Tahini, (raw and organic) is made using mechanically hulled sesame seeds. It is naturally low in saturated fat, and is an ingredient found in many asian foods. Instead of the high salt versions of teryiaki sauce, or soy sauce dressings and sauces, I have found a great recipe for topping stirfrys using tahini, a “no salt” added, surprisingly yummy sauce. There are a few ingredients in this sauce you may not normally stock and can be a little pricey.  They last a while when stored correctly, are healthier than the traditionally stocked condiments in your refridgerator and will open wide your taste buds to some unique and wonderful flavors. Try some new flavors in 2013!

Yummy Tahini Sauce

 1 small onion or ½ cup shallots roughly chopped

2 garlic cloves, roughly chopped

1 tbsp dark toasted sesame oil

¼ cup freshly squeezed lemon juice

3 tbsp Braggs ( low sodium soy sauce available in health food stores)

1/3 cup raw sesame tahini

1 tbsp maple syrup

½ cup vegetable stock (low sodium)

¼ cup olive oil

1/8 cup flax or hemp oil (found in health food stores in refridgerator)

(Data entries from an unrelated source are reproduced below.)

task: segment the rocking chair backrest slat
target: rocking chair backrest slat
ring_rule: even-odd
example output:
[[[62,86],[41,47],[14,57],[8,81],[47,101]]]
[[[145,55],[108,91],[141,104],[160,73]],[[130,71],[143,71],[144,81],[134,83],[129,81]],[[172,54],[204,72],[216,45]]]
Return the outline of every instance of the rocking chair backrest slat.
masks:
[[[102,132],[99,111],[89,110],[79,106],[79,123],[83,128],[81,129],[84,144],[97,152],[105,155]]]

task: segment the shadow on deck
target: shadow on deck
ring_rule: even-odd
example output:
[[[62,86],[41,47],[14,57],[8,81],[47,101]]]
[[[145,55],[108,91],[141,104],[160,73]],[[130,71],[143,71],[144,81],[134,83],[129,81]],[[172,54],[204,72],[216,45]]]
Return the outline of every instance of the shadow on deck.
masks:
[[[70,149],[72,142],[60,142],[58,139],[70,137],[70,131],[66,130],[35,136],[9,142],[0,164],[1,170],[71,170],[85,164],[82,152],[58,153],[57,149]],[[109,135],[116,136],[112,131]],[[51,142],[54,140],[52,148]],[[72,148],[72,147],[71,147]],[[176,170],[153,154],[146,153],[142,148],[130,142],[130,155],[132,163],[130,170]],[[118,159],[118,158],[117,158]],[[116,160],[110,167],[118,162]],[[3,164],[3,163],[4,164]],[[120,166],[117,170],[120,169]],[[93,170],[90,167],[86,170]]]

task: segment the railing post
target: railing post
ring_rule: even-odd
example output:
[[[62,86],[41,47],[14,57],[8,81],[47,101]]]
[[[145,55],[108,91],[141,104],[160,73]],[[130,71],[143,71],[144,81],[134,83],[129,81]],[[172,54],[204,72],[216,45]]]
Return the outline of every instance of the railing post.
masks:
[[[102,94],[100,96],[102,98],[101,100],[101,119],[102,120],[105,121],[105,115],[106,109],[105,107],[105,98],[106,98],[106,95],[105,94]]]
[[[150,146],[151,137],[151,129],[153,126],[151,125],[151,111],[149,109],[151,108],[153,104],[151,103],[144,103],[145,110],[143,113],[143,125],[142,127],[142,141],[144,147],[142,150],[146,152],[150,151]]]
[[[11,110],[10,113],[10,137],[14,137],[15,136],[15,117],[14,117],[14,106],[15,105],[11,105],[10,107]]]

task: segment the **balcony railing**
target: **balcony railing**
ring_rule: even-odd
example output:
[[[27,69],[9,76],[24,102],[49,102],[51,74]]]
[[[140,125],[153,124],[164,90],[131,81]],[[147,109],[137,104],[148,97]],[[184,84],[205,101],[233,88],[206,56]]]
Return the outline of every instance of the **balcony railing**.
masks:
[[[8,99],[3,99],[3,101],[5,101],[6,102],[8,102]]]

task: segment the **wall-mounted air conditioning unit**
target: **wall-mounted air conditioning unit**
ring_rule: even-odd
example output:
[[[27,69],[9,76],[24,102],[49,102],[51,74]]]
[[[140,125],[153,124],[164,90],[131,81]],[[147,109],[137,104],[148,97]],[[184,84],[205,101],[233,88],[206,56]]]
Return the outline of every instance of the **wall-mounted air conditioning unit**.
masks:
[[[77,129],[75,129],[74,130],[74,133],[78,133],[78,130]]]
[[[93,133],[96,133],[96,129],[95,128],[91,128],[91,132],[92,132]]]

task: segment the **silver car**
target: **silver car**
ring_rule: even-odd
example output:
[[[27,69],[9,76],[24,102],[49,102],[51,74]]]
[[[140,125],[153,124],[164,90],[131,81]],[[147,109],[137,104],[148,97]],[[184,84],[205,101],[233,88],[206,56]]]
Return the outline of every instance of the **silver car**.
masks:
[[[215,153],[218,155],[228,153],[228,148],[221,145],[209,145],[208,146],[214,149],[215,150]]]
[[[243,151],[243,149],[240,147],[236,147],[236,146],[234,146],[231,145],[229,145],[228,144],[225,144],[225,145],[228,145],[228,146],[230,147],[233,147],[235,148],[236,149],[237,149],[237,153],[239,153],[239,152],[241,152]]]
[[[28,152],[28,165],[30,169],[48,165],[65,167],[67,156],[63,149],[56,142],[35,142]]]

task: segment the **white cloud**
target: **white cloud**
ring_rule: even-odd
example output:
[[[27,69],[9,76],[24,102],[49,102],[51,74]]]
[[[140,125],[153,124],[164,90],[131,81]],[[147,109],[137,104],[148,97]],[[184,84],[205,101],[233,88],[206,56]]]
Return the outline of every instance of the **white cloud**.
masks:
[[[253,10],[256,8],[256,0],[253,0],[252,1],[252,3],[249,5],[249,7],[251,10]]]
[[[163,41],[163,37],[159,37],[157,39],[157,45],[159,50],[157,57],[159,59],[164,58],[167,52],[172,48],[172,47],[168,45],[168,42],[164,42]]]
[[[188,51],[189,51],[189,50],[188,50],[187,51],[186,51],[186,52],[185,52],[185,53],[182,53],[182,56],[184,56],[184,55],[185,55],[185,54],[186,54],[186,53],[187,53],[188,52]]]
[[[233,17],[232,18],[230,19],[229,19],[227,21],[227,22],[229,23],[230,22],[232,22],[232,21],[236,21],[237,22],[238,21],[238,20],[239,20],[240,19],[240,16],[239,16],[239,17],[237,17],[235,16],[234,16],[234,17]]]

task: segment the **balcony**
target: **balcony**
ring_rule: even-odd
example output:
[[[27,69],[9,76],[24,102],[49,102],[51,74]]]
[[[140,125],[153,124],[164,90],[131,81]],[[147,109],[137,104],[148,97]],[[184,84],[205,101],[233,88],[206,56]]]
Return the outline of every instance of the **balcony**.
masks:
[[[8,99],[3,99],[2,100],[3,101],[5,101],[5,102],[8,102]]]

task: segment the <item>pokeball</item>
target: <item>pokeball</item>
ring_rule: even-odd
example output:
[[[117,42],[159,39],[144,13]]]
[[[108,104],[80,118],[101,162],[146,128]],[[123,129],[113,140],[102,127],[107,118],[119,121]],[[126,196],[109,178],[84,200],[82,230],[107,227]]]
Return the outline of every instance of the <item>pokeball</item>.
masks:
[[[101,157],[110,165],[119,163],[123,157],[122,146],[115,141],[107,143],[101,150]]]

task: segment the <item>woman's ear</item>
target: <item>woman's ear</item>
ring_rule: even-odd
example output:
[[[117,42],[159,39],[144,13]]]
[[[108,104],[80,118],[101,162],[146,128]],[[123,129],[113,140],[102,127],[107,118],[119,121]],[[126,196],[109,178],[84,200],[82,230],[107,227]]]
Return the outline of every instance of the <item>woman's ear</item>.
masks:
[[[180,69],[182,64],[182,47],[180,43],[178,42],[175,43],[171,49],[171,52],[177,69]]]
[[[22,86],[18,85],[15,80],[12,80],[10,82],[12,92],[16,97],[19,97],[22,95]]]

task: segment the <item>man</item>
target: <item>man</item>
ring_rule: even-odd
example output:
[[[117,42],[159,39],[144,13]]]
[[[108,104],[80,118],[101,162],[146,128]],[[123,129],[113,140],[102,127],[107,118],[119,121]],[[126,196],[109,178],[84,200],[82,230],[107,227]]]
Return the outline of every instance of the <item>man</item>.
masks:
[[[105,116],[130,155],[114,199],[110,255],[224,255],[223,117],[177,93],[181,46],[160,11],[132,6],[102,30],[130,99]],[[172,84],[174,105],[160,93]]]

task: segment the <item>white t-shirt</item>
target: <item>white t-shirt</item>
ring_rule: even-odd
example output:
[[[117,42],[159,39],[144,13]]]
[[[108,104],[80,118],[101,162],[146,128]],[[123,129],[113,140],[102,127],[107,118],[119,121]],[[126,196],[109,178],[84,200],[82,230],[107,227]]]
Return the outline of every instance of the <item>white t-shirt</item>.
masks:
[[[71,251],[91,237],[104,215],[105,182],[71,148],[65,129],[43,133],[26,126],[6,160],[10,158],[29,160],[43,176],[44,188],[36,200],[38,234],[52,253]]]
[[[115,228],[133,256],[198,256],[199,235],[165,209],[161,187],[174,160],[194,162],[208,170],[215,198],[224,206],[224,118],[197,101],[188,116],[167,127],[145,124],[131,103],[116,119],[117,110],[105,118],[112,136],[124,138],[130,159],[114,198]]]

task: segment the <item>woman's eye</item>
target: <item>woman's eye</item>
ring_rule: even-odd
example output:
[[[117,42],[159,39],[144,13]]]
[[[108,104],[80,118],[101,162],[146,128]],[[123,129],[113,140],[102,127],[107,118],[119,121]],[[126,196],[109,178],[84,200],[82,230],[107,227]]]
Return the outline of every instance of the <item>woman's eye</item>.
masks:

 With a blender or food processor, blend all of the ingredients until smooth and creamy.

A little  goes a long way with this sauce. Try topping brown rice, lentils or quinoa and steamed vegees starting with  a tbsp at a time. The flavor is rich and delicious! I usually toast  raw sesame seeds and top it all with about a tbsp per person. Yum!